TRBL Guarulhos IGuarulhos/SP · 19,681 sqm67% occupied (Futura Tintas, build-to-suit until 2042). 33% vacant, in lease-up.
TRBL Feira de SantanaFeira de Santana/BA · 11,295 sqm100% occupied (Ambev, atypical lease until Aug/2027, 8.6% of revenue). Single tenant in a low-pipeline region.

Two portfolio watch points:

Risk — Ambev lease expiry (Aug/2027): the Feira de Santana warehouse has a single tenant (Ambev), accounts for 8.6% of revenue, and sits in a region with a thin logistics pipeline. If Ambev doesn't renew, re-leasing won't be straightforward. This is the most relevant near-term risk event on the radar.

Positive catalyst — Contagem revaluation (Dec/2026): the Contagem warehouse took a -28% value cut (from ~R$ 311M to R$ 223M) in Dec/2025 due to vacancy. With Shopee now 100% installed, the Dec/2026 independent appraisal should recover a meaningful portion of that value — pushing the book value per share (currently R$ 80.80) higher.

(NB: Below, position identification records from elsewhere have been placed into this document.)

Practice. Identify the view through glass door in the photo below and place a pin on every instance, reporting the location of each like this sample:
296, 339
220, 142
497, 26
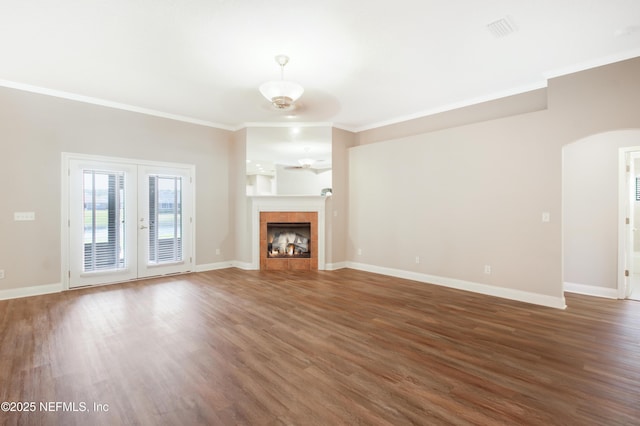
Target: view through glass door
128, 221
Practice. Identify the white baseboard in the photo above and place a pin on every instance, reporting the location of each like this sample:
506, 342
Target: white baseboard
335, 266
15, 293
505, 293
591, 290
247, 266
213, 266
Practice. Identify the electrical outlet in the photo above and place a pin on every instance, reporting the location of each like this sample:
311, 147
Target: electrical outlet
21, 216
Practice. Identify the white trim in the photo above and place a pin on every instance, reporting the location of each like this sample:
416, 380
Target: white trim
454, 106
213, 266
591, 290
247, 266
110, 104
489, 290
286, 124
67, 157
336, 266
593, 63
15, 293
623, 202
291, 203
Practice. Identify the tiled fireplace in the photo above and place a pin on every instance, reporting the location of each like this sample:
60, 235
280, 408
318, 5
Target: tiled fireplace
288, 232
289, 241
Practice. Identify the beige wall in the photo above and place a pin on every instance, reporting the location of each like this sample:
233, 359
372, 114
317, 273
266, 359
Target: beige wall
36, 129
590, 207
460, 190
338, 204
471, 195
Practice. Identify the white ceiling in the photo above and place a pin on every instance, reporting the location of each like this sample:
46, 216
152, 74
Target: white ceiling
362, 63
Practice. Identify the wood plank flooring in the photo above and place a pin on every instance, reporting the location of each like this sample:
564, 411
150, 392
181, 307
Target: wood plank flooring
315, 348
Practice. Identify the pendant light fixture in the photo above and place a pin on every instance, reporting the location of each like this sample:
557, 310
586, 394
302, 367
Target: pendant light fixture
281, 93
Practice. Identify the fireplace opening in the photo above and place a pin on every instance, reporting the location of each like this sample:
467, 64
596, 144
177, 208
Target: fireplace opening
289, 240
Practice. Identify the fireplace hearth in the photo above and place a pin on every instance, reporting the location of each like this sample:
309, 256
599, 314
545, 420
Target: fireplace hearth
288, 240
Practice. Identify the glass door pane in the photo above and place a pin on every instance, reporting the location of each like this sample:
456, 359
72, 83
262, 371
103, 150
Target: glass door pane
103, 202
102, 214
165, 219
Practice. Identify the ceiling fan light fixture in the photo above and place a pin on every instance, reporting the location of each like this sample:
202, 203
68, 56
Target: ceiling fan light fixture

What the Numbers Say About the Price

At R$ 55.60, TRBL11 trades at a P/BV of 0.688 — well below the median 0.96 of its logistics REIT peers like HGLG11, BTLG11, BRCO11, LVBI11, and XPLG11. Our modeled fair value is R$ 79.50 (range R$ 74–85), implying roughly 43% undervaluation even after today's drop. The 0.84% p.a. management fee (no performance fee) is competitive, the 15.62% LTV is conservative, and the 43,509 shareholder base provides reasonable liquidity.

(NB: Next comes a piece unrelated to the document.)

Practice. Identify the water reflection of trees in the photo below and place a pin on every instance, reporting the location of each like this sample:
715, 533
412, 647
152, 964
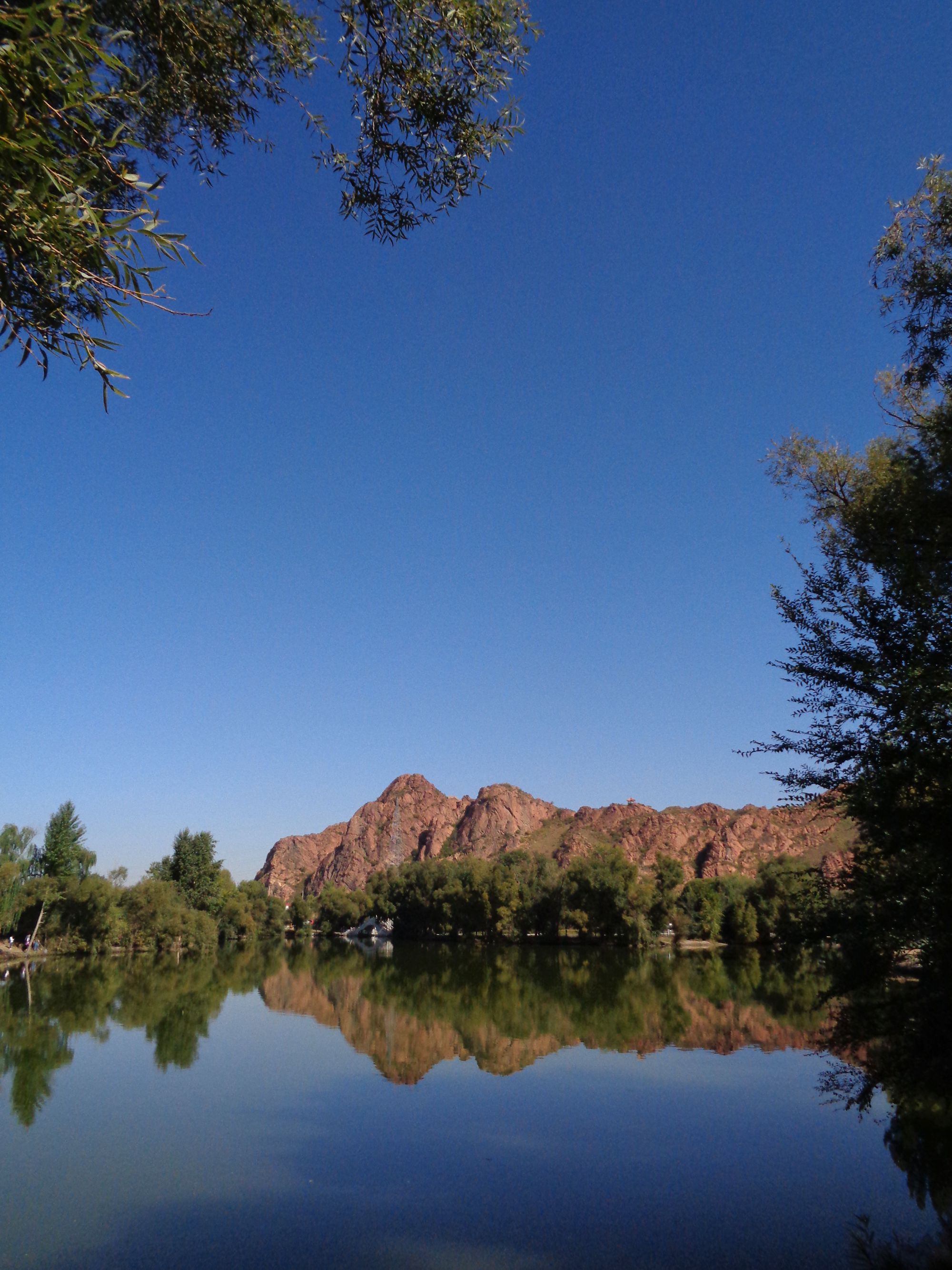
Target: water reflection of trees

Keep in mind that large P/BV discounts in logistics REITs usually have rational explanations. Here, the market is pricing in (a) lower dividends going forward, (b) Ambev lease risk, and (c) the unresolved -28% Contagem valuation hit. The discount is real, but so are the reasons for it.

Who Should (and Shouldn't) Hold TRBL11 Today

Right fit for: investors focused on the long-term thesis — who want exposure to quality, well-located logistics assets (96.7% occupancy), managed by a team that has proven it can recycle capital intelligently (Duque de Caxias sale + debt repayment), and are buying at 0.69x book value with a concrete revaluation catalyst coming in December. For this profile, today's repricing could be an entry point rather than a reason to exit.

Wrong fit for: investors who bought (or are considering buying) based on the high trailing yield. That elevated yield is gone along with the extraordinary payout. Anyone needing high, stable monthly income will be disappointed by the slide from R$ 0.85 to R$ 0.46 — and those uncomfortable with concentration risk (Ambev, Braskem) and the 2027 lease uncertainty should look at more diversified peers.

Our editorial rating stays at ACCUMULATE, 6.9/10: a solid, cheap fund with competent active management, but with a dividend in transition and specific risks that require patience. Today's drop is largely the market doing the right math — not a signal that something broke.